I had a hard time with these chipboard birds. These are for an upcoming Paper Traders swap. Everyone is to decorate both sides of 5 chipboard birds from the Maya Road Bird Coaster Book. The sixth bird is held back to make your own cover (which I haven't done yet).
When I started this project, I used DCWV's Luxury papers and covered each bird, adding a ruff and wings in coordinating paper. They were beautiful - and I hated them! They were way too PRETTY and scrapbook-y... not artsy at all. So I pulled off the accent pieces, painted them with gesso, sanded them down, and started all over again.
I pulled out old issues of Somerset Studios for inspiration and found a beautiful art journal done using this technique... paint with several acrylic colors, apply pictures and text, stamp images and heat emboss in gold, apply gesso, and sand. I inked the edges afterward and added a few touches of gold pigment ink to tone down the whiteness of everything. I LOVE the distressed look and am very happy with the final results. Below is a breakdown of how I utilized this technique:
I utilized a technique from Jana Holstein in the Sep/Oct 2007
issue of Somerset Studio. She used this on her "Treasures of
the Heart" journal. I did something very similar on my sweet
blueberries page for my blue journal, too.

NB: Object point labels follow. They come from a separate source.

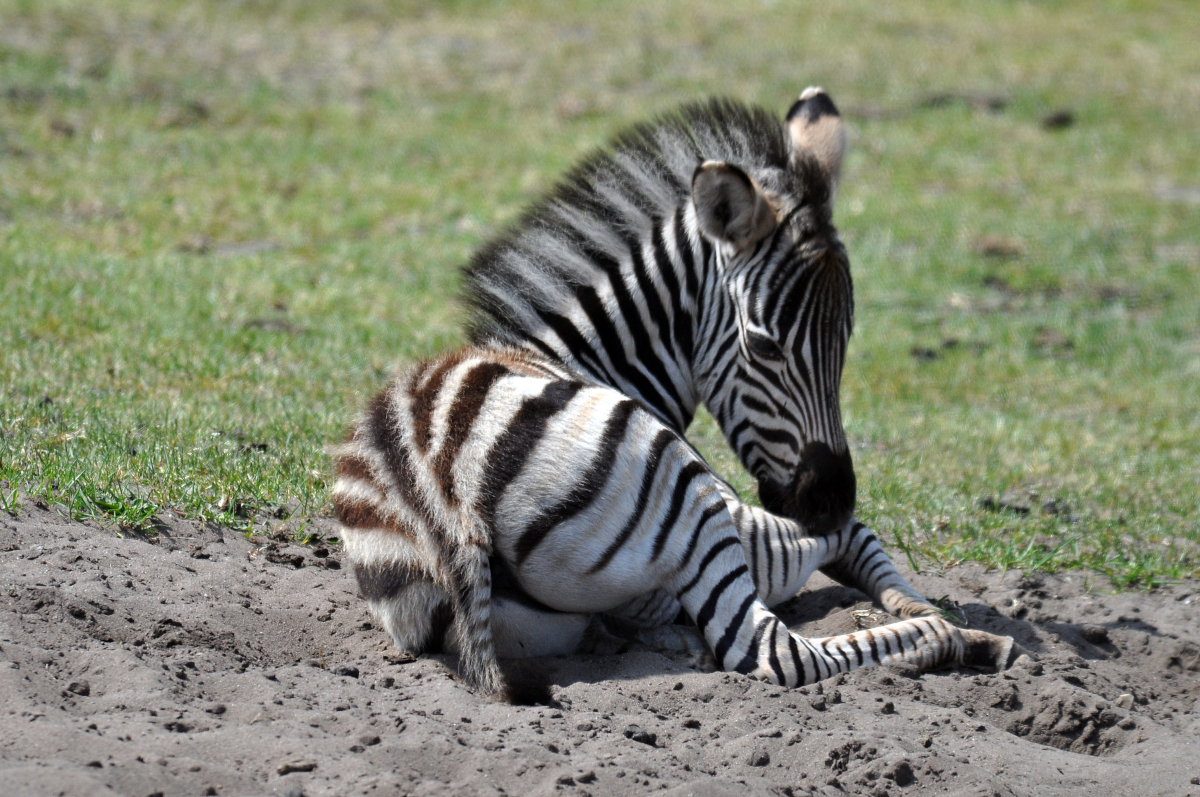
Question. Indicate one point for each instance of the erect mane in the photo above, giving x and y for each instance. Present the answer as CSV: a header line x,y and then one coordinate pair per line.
x,y
641,175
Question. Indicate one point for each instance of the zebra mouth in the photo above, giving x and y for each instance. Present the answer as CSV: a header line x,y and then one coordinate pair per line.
x,y
821,495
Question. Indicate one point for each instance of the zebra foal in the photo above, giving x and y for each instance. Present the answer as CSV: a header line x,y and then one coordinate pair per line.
x,y
496,498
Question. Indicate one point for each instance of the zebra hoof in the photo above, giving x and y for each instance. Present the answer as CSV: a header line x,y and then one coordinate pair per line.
x,y
989,651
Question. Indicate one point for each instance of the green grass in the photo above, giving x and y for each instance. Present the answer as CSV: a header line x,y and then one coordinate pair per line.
x,y
222,226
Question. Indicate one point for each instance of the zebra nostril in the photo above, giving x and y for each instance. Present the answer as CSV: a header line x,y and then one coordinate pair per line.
x,y
823,490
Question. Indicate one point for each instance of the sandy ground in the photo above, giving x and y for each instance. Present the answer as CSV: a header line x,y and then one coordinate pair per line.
x,y
203,664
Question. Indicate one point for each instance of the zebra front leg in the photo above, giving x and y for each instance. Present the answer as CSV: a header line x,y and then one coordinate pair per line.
x,y
862,563
783,557
745,636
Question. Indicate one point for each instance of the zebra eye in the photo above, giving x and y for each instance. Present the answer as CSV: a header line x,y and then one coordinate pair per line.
x,y
763,346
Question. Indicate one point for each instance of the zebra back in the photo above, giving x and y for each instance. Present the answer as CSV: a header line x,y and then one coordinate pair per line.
x,y
695,261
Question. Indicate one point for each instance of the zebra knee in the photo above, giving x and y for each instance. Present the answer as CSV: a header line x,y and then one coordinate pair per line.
x,y
415,612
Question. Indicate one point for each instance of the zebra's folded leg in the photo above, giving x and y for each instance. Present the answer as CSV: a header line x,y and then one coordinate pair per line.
x,y
521,630
862,563
747,637
414,611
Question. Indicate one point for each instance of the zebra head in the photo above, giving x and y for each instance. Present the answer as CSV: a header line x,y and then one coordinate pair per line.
x,y
785,313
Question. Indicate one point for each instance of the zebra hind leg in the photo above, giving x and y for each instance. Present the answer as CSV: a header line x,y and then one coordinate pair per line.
x,y
414,611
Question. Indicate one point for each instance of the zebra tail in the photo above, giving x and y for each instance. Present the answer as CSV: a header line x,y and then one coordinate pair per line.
x,y
471,592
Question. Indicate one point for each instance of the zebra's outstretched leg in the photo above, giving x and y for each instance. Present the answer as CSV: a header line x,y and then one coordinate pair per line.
x,y
783,557
864,565
718,591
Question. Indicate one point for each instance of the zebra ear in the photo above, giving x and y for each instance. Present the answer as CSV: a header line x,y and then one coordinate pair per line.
x,y
730,207
816,127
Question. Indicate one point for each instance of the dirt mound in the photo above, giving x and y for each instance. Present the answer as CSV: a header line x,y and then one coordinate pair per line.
x,y
201,663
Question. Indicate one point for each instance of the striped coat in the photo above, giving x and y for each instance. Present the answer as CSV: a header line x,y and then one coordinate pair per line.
x,y
498,498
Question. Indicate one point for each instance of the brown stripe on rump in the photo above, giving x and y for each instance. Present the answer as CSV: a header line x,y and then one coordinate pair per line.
x,y
424,397
366,515
385,438
467,403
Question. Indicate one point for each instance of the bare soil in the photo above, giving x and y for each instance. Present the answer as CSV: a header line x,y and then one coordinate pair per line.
x,y
201,663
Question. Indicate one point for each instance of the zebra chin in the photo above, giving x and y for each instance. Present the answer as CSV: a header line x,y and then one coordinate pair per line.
x,y
822,492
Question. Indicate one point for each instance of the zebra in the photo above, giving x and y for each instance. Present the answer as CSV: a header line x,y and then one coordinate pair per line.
x,y
496,499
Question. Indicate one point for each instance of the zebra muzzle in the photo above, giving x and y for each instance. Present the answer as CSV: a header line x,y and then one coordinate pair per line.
x,y
821,496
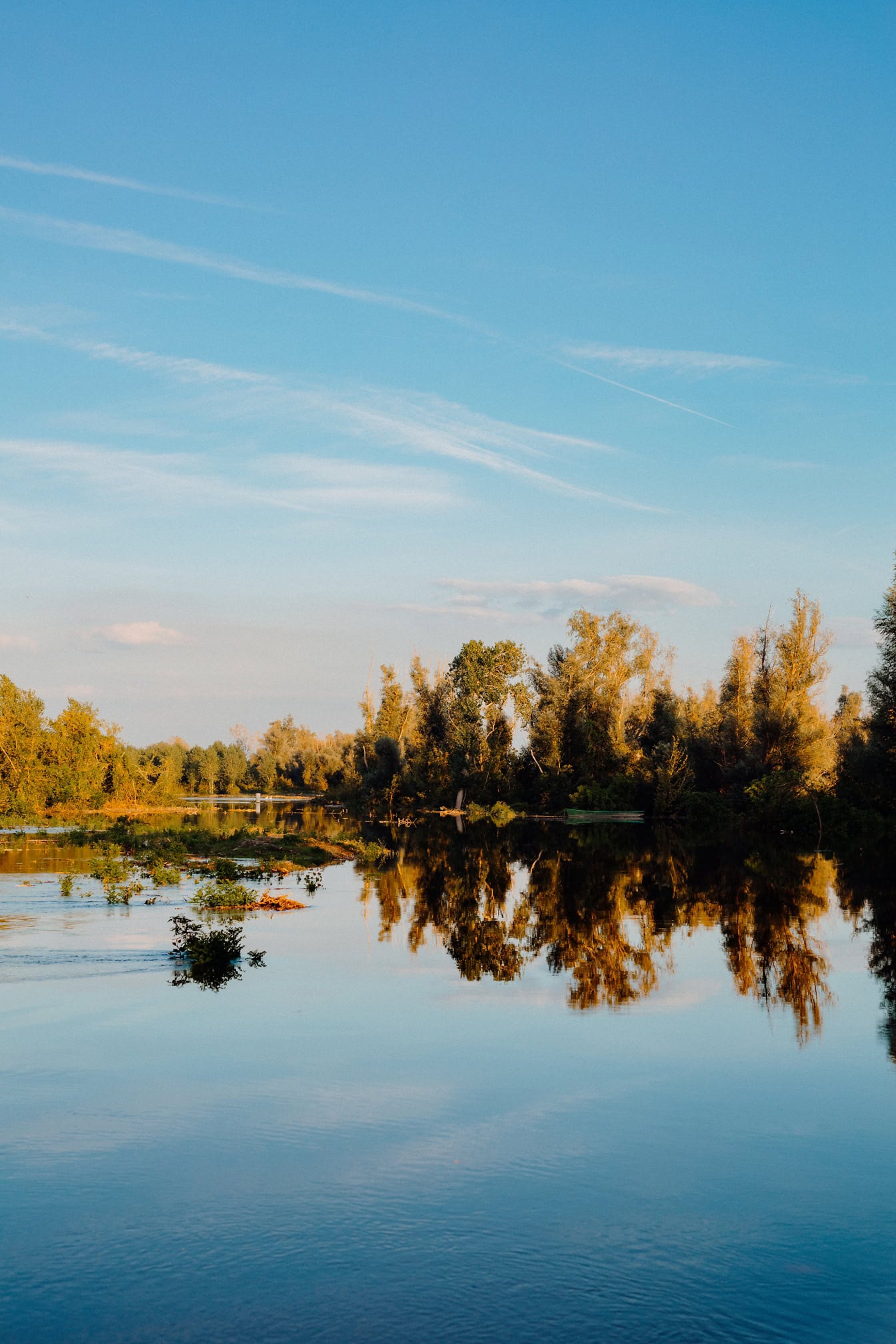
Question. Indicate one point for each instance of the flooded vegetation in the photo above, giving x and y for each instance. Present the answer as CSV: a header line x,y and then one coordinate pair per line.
x,y
590,1054
597,729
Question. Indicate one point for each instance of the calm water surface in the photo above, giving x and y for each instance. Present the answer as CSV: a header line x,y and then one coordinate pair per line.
x,y
517,1085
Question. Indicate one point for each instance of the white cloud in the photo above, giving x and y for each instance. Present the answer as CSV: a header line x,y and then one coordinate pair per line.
x,y
125,241
304,483
140,632
391,420
104,179
673,361
547,599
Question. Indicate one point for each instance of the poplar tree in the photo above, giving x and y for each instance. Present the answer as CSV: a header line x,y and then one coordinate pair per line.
x,y
881,691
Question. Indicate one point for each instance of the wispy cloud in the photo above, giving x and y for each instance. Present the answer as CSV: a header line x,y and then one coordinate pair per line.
x,y
299,483
767,464
390,420
140,633
104,179
853,632
639,391
675,361
100,238
549,599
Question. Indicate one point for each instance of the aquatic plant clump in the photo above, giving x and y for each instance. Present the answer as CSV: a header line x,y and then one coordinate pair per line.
x,y
117,875
209,957
223,894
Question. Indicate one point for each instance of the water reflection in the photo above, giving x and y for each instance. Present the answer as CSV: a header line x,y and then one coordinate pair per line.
x,y
602,907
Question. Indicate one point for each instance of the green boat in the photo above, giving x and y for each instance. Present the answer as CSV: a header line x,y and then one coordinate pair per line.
x,y
577,817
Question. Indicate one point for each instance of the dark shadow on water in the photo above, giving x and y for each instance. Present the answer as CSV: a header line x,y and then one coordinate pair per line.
x,y
602,905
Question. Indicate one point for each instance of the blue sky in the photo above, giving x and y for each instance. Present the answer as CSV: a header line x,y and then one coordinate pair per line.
x,y
343,332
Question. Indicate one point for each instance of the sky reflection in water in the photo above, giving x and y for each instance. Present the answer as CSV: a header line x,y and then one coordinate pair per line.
x,y
663,1112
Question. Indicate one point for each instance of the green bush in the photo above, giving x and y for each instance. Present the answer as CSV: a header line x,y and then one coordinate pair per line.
x,y
223,894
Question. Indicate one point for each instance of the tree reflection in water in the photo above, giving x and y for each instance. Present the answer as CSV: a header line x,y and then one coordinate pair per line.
x,y
602,905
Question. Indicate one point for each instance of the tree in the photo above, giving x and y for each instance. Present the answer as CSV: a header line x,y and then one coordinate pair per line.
x,y
594,705
881,695
22,765
791,733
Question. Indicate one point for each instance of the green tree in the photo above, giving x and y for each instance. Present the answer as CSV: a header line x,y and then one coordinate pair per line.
x,y
22,764
881,697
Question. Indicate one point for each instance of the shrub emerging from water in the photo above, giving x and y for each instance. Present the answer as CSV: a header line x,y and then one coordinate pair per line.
x,y
117,875
313,879
209,959
164,875
223,894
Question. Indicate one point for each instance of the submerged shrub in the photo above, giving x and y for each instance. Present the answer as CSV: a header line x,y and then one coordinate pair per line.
x,y
164,875
207,957
223,894
313,879
117,875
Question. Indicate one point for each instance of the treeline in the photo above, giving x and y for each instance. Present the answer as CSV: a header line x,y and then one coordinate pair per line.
x,y
77,761
598,726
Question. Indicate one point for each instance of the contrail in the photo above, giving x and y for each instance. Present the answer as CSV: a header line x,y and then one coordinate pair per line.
x,y
105,179
637,391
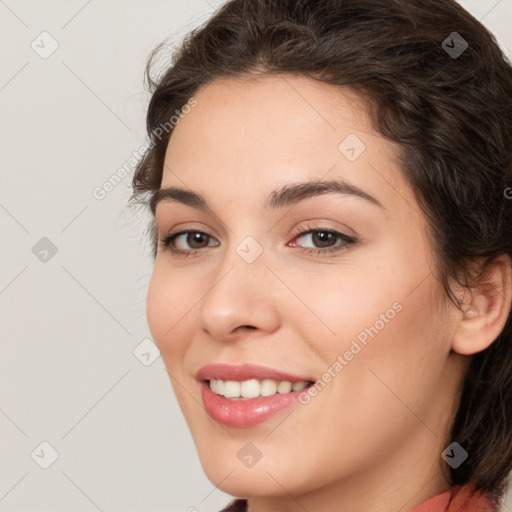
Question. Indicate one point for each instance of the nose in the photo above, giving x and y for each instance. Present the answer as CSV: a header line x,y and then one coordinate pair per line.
x,y
242,299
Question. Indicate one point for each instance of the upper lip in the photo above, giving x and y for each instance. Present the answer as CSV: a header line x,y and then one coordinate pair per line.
x,y
245,372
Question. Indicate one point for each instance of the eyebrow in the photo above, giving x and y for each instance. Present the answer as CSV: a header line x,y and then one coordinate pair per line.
x,y
288,195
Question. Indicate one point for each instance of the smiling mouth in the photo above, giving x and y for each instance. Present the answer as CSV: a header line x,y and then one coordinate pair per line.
x,y
254,388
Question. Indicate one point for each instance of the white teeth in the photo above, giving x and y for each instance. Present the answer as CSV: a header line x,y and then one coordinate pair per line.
x,y
250,388
253,388
299,385
268,387
231,389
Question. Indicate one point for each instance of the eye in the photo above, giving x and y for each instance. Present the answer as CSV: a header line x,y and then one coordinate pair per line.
x,y
194,239
198,242
324,239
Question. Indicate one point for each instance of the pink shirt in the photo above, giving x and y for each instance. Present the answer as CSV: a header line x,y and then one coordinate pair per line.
x,y
463,500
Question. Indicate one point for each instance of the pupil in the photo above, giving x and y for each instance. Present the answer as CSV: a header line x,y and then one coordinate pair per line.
x,y
323,239
194,237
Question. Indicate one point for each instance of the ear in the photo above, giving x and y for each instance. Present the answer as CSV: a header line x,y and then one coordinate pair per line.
x,y
485,309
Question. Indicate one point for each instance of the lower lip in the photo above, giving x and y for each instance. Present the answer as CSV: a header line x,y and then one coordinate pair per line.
x,y
245,413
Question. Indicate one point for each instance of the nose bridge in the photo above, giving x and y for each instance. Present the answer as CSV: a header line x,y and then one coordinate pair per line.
x,y
241,292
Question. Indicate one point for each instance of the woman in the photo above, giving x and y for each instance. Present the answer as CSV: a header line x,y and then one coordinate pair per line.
x,y
331,294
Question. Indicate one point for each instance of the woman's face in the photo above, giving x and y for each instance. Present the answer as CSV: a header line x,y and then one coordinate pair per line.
x,y
363,316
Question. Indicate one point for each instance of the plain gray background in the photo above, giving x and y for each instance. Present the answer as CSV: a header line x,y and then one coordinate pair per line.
x,y
77,370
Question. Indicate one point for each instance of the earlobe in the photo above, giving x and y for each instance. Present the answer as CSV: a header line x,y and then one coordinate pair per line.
x,y
486,310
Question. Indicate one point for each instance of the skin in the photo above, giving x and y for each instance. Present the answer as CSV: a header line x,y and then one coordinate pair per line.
x,y
371,439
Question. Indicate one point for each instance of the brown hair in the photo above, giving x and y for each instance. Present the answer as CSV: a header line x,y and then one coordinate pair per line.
x,y
451,115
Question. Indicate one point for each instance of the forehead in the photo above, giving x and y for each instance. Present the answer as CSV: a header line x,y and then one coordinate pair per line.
x,y
279,129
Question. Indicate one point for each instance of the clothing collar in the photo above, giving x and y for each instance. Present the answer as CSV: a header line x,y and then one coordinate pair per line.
x,y
456,499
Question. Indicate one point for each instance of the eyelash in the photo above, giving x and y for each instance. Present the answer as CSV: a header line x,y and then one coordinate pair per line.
x,y
347,241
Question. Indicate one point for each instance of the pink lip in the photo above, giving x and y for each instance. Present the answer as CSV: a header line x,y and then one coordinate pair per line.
x,y
245,372
245,413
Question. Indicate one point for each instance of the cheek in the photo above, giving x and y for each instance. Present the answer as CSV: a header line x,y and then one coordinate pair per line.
x,y
167,305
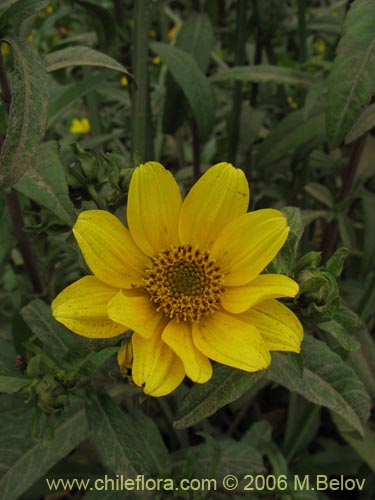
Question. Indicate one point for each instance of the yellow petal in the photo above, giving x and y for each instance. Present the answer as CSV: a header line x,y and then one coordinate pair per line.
x,y
154,203
278,325
178,335
155,365
248,244
82,307
109,250
220,196
134,309
237,299
224,338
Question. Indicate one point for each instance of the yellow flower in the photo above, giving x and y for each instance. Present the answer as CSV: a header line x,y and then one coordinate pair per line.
x,y
80,126
63,30
185,277
172,33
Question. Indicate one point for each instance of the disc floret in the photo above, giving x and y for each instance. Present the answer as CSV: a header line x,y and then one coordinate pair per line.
x,y
184,283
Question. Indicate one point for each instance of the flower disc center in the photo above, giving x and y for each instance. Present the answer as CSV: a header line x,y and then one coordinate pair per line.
x,y
184,283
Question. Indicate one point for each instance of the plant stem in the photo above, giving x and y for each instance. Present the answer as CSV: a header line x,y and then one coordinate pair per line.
x,y
302,29
5,86
140,111
331,231
239,59
14,206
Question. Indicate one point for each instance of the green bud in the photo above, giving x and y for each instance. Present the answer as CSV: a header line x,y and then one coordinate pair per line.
x,y
309,261
125,178
336,262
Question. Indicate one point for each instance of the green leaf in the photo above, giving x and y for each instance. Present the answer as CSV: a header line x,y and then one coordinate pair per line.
x,y
28,112
105,22
336,262
70,93
313,95
11,380
21,10
368,256
320,193
347,232
364,123
37,459
287,256
226,385
193,83
289,134
127,445
365,446
45,183
217,459
196,38
264,73
352,79
81,56
57,339
363,361
327,381
343,326
86,364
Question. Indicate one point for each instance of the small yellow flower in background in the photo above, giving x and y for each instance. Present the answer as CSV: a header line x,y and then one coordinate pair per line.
x,y
80,126
172,33
292,103
185,277
4,49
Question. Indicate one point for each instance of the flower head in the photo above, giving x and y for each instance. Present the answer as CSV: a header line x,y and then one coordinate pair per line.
x,y
185,277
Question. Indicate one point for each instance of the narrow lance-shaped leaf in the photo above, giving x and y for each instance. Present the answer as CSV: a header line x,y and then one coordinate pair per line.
x,y
122,446
364,123
351,83
327,380
193,83
45,183
28,112
81,56
196,38
287,135
21,10
37,459
52,334
226,385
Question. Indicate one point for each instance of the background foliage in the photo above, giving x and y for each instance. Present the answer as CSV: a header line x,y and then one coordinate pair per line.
x,y
283,89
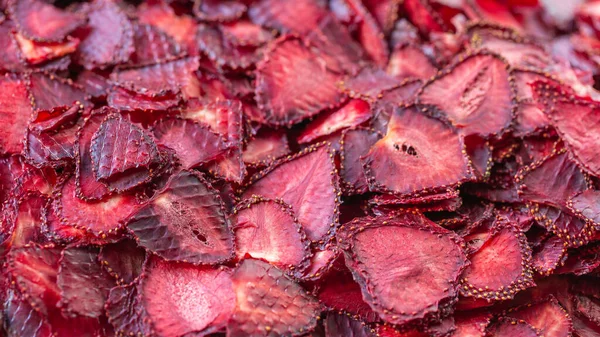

1) First, I laid down a background of old text.
2) Then I dabbed some pink and blue and yellow acrylic paints
over the top.
3) Next, I applied the images and dictionary words (I like
using torn edges for this).
4) I then stamped and heat-embossed the flowers and birds with
gold embossing powder.
5) Finally, I applied a light coat of gesso over the top of
everything with a piece of cardboard - you want to just scrape
it over the top.
I tried painting it on but it didn't work as well.
6) Once this gesso was dried, I started sanding it back off
with a sanding block. I love to use the foam sanding blocks
that you can get in the manicure section - they have different
grits on each side, are perfect to hold in your hand, and the
foam inside cushions it so it doesn't gouge your artwork.
I learned one more important thing with this technique... if
you have an image or text that you want to ensure will be
visible, use clear embossing (which I did on my birds) or
even a few coats of clear acrylic over the top of it before
applying the gesso. Otherwise, you'll have to sand too hard
to get the gesso off and often end up sanding away too much
of what you wanted to save. You can also wipe some of the gesso
off with a TINY bit of water but this tends to smear it around
and doesn't give the same distressed look that the sanding
provides. BEWARE if you do this because the water can break
down the integrity of the paper and if you sand over it again,
the paper can end up breaking apart. (Guess how I know that!)